Track Record Shows McCain is Most Fit to Lead

John McCain’s support for the Surge. Another issue that I would discuss at every opportunity is McCain’s support for the Surge strategy in Iraq. This is another one of those issues that is pretty easy to break down for voters. Whether or not you think the decision to invade Iraq was a good one, John McCain’s position on how the war was waged is worth repeating as frequently as possible. John McCain saw a problem with the way the war was being fought. He called for a change in strategy and for more troops to be deployed to the region. When the Surge strategy was put together and presented by General Petraeus, John McCain fought for it in the Senate. Barack Obama opposed it. Obama and congressional Democrats declared the war virtually un-winnable, or in some cases, already lost. Barack Obama said of the Surge, “I am not persuaded that 20,000 additional troops in Iraq is going to solve the sectarian violence there, in fact I think it will do the reverse.”

Even after the Surge strategy was obviously producing results in Iraq, Barack Obama declared it a failure. After the progress in Iraq was sustained for an extended period of time and became impossible to deny, Obama reluctantly acknowledged it, saying in an interview with Fox’s Bill O’Reilly that it had succeeded “beyond our wildest dreams.” In that same interview, however, he refused to admit he was wrong to have opposed the surge. As with the Freddie/Fannie mess, John McCain identified problems with the war in Iraq and took action to correct them. Barack Obama was wrong about the Surge. If he had been President we would have surrendered to defeat in Iraq two years ago. John McCain easily has more credibility than Barack Obama on the question of who would make a better commander-in-chief.

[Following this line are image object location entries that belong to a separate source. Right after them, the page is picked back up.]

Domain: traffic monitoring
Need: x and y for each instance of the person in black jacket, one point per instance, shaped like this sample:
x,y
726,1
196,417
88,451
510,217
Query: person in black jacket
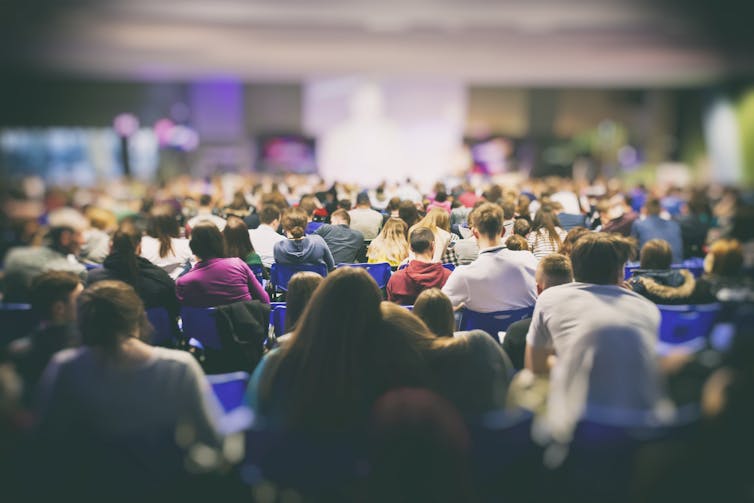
x,y
153,285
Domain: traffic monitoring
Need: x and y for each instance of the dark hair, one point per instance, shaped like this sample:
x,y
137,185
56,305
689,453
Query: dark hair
x,y
207,241
237,241
50,287
269,214
599,258
408,213
124,243
573,235
487,219
545,218
108,312
343,214
521,227
656,254
294,222
421,239
517,243
557,269
435,309
300,289
163,226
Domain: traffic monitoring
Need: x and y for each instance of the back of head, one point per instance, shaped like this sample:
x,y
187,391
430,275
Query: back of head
x,y
300,289
599,258
109,312
421,240
51,287
294,222
656,254
435,309
487,219
725,258
269,214
207,241
517,243
554,269
237,241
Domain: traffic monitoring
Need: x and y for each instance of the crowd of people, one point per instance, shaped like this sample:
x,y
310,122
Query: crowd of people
x,y
384,372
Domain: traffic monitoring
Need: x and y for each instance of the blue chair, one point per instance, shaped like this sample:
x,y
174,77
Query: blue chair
x,y
494,322
380,271
199,323
686,326
159,318
229,389
16,320
278,320
280,274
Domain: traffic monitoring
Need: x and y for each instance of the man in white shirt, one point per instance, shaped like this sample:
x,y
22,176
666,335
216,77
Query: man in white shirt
x,y
499,279
364,219
603,337
264,237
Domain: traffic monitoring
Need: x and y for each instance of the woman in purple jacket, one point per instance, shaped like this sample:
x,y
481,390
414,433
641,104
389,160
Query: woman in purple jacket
x,y
216,280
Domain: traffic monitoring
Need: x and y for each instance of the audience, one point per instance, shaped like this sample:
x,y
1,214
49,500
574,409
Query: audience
x,y
500,279
344,242
299,248
216,280
421,273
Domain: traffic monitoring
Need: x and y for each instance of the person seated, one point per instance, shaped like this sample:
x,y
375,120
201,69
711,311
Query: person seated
x,y
53,300
121,405
391,245
152,284
500,279
659,283
162,245
344,242
23,264
299,248
421,273
265,236
434,308
603,337
216,280
552,270
237,242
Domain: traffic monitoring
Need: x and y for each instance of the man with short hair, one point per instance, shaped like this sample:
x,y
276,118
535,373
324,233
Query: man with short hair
x,y
344,242
653,226
364,219
421,273
53,297
499,279
264,237
603,337
22,264
552,270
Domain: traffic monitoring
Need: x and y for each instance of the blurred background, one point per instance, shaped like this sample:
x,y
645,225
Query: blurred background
x,y
365,91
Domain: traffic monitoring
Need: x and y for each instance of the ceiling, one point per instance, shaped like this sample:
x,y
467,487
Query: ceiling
x,y
621,43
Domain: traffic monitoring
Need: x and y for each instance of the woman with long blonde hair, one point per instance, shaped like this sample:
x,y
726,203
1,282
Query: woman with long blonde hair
x,y
390,245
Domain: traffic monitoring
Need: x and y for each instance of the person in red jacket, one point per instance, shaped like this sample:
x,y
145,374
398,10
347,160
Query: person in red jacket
x,y
406,284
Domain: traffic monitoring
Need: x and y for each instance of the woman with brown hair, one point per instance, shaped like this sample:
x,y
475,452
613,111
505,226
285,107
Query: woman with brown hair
x,y
300,248
163,245
391,245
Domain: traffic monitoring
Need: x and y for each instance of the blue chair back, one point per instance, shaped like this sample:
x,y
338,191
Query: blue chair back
x,y
16,320
229,389
199,324
280,274
380,271
163,326
495,322
686,326
278,320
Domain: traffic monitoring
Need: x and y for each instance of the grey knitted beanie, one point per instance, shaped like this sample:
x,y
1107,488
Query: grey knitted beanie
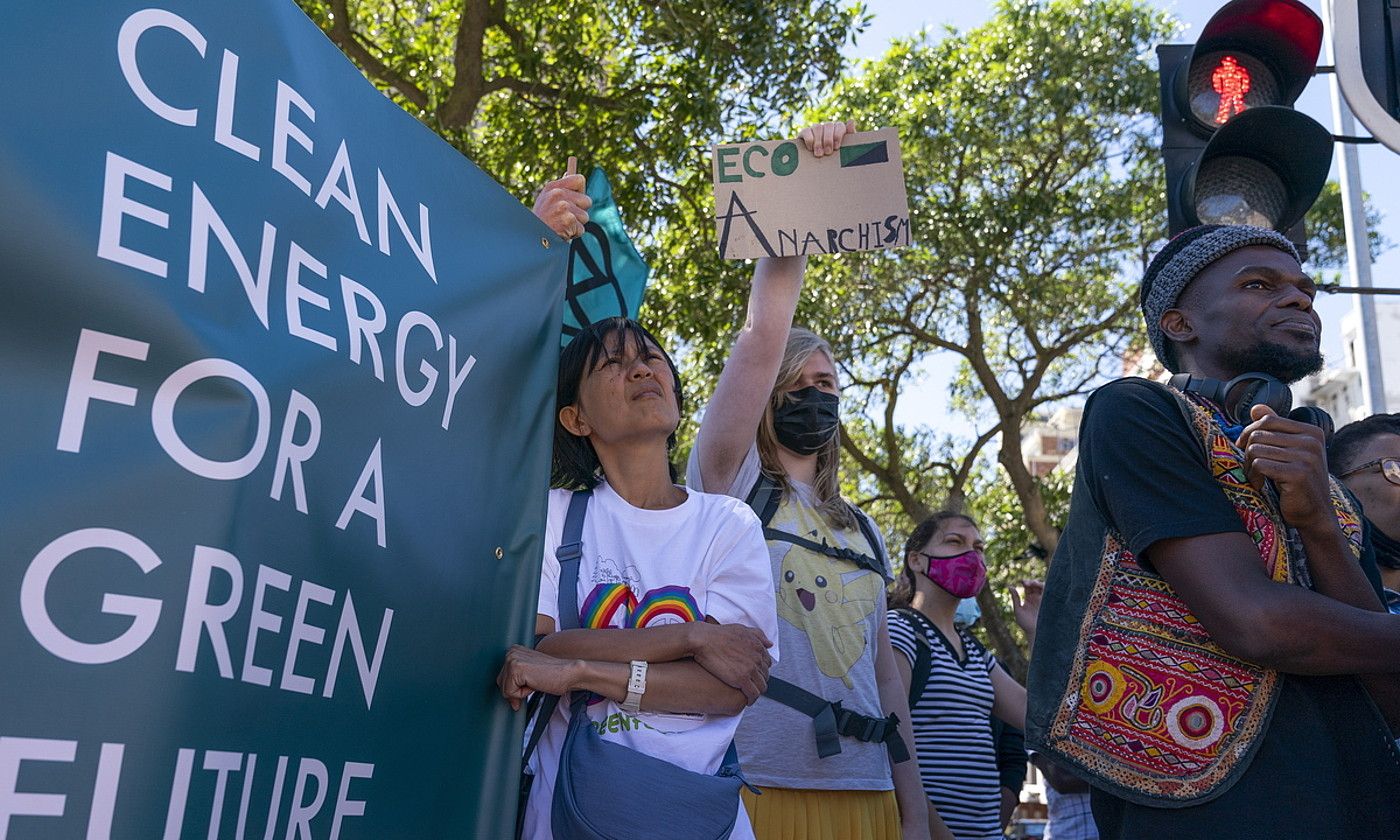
x,y
1182,259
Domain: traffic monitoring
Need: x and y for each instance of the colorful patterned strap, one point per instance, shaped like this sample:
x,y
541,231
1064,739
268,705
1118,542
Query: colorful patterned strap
x,y
1154,709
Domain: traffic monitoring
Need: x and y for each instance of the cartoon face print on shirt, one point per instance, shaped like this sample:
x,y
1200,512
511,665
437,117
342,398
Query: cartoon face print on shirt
x,y
829,601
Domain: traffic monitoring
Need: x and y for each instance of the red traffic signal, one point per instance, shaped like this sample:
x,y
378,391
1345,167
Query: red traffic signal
x,y
1235,150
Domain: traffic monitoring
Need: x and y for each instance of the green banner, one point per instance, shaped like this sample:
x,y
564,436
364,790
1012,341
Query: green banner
x,y
606,275
277,373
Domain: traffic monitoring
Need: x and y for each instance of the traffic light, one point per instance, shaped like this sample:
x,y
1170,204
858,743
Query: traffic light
x,y
1368,63
1235,150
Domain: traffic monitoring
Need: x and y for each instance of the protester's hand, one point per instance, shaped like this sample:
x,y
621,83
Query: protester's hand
x,y
563,205
1025,605
825,139
1294,457
737,655
529,671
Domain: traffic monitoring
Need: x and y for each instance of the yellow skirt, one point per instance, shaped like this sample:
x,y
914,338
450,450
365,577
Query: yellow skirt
x,y
787,814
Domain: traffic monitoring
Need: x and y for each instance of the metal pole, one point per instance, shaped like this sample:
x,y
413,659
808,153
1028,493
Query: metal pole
x,y
1358,241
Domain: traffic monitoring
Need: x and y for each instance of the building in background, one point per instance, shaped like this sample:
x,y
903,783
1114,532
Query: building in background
x,y
1047,444
1337,389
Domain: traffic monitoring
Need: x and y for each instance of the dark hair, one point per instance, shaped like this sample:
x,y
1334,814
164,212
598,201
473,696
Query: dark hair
x,y
903,594
576,464
1350,438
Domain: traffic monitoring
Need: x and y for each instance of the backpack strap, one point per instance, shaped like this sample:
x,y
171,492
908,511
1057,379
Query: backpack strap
x,y
868,529
763,499
570,549
923,657
830,721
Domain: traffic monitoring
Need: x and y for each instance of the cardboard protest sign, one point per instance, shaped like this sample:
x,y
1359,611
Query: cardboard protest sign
x,y
606,275
277,370
774,198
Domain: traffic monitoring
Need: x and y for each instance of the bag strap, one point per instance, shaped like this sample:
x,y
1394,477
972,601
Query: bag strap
x,y
763,499
923,657
570,549
830,721
868,529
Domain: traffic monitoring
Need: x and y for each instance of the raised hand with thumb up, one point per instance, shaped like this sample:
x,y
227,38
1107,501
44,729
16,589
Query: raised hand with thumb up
x,y
563,205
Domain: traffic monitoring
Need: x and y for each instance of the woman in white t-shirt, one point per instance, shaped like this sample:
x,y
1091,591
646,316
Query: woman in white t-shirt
x,y
671,578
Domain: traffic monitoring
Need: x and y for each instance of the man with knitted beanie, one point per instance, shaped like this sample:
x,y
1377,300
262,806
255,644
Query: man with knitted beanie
x,y
1213,654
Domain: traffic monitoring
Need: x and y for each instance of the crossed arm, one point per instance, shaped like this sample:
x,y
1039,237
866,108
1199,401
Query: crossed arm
x,y
697,667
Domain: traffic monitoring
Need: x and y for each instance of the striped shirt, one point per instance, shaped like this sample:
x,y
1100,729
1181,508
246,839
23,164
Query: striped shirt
x,y
952,730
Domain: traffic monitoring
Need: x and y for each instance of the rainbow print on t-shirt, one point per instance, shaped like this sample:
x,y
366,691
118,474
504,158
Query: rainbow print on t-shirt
x,y
667,601
602,605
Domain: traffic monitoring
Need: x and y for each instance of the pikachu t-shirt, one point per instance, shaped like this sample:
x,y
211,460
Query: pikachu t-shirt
x,y
829,616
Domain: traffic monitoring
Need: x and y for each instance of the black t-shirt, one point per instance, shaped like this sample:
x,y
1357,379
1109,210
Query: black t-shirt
x,y
1326,765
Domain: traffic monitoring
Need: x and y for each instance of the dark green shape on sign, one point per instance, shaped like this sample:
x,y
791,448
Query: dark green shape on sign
x,y
606,275
864,154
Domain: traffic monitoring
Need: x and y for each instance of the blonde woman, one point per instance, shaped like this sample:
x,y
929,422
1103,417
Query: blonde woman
x,y
829,742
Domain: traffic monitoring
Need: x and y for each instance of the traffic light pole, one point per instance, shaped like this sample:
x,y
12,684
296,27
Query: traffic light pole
x,y
1358,238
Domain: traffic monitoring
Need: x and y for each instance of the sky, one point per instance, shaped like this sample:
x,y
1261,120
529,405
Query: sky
x,y
927,402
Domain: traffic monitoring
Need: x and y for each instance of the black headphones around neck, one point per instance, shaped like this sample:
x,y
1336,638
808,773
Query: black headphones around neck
x,y
1236,396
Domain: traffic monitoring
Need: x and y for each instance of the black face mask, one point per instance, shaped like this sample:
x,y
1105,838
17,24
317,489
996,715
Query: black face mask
x,y
807,419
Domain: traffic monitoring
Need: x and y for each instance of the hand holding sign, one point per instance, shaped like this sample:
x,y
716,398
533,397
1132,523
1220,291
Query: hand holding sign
x,y
563,205
825,139
833,192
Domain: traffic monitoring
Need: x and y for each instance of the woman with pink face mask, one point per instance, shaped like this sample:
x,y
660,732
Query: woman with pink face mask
x,y
955,685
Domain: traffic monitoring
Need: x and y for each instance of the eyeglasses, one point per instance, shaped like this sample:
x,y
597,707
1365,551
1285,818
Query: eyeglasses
x,y
1389,468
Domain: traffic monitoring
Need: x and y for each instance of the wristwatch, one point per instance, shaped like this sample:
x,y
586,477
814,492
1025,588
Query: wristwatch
x,y
636,688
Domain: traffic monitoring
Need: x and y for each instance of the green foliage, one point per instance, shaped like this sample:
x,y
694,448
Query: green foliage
x,y
639,87
1012,552
1327,231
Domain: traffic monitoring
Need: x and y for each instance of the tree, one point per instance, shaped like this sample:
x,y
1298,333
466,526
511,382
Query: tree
x,y
1327,234
1036,195
639,87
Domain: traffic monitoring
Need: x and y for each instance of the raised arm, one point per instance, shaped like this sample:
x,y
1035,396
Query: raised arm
x,y
731,420
563,205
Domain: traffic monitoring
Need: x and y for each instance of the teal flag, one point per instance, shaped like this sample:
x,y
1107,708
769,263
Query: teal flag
x,y
606,275
277,378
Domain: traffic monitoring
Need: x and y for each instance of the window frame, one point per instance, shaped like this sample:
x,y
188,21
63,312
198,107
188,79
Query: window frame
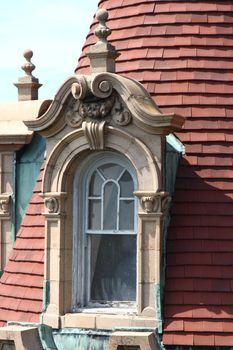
x,y
80,296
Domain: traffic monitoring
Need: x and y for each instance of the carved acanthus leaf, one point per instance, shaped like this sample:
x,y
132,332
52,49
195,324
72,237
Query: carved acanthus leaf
x,y
96,109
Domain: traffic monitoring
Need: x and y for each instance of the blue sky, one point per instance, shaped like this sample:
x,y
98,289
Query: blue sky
x,y
54,30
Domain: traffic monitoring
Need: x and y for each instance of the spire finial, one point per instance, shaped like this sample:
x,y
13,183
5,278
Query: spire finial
x,y
102,55
28,66
102,31
28,85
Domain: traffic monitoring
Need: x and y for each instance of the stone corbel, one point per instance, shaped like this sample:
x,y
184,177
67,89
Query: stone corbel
x,y
5,204
54,203
153,202
94,132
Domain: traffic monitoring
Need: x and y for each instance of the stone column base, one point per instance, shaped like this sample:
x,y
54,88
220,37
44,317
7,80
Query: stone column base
x,y
19,338
121,340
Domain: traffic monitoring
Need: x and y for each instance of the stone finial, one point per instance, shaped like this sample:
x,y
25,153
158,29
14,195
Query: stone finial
x,y
102,55
28,66
102,31
28,85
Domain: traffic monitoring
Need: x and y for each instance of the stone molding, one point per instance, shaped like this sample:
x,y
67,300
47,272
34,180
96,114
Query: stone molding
x,y
117,140
5,205
98,98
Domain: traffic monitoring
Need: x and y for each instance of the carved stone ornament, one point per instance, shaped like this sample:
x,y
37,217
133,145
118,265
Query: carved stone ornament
x,y
94,132
150,204
96,109
96,101
72,116
52,205
154,202
5,204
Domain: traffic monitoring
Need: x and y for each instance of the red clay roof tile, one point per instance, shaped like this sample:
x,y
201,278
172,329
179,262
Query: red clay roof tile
x,y
21,285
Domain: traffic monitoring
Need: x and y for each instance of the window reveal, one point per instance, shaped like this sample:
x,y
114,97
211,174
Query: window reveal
x,y
111,239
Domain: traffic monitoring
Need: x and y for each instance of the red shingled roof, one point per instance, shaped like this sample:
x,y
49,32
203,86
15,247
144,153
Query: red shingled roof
x,y
21,285
182,52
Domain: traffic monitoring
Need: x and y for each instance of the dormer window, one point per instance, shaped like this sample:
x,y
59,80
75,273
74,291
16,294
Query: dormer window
x,y
105,234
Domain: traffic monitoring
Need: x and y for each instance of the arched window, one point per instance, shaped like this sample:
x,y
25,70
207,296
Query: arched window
x,y
105,240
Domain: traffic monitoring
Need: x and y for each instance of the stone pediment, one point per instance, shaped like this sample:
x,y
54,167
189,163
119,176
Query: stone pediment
x,y
104,97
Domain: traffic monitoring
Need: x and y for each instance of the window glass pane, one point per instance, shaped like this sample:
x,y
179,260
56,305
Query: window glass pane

Fitness to lead. The two examples cited here are the basis for a strong argument that John McCain is more fit than Barack Obama to lead this country in a time of war and in time of financial crisis. There are many other examples in the backgrounds of McCain and Obama that provide evidence of which man is more qualified to lead, but I see these two as some of the strongest and if I were in the McCain campaign I would find every opportunity possible to remind voters of them.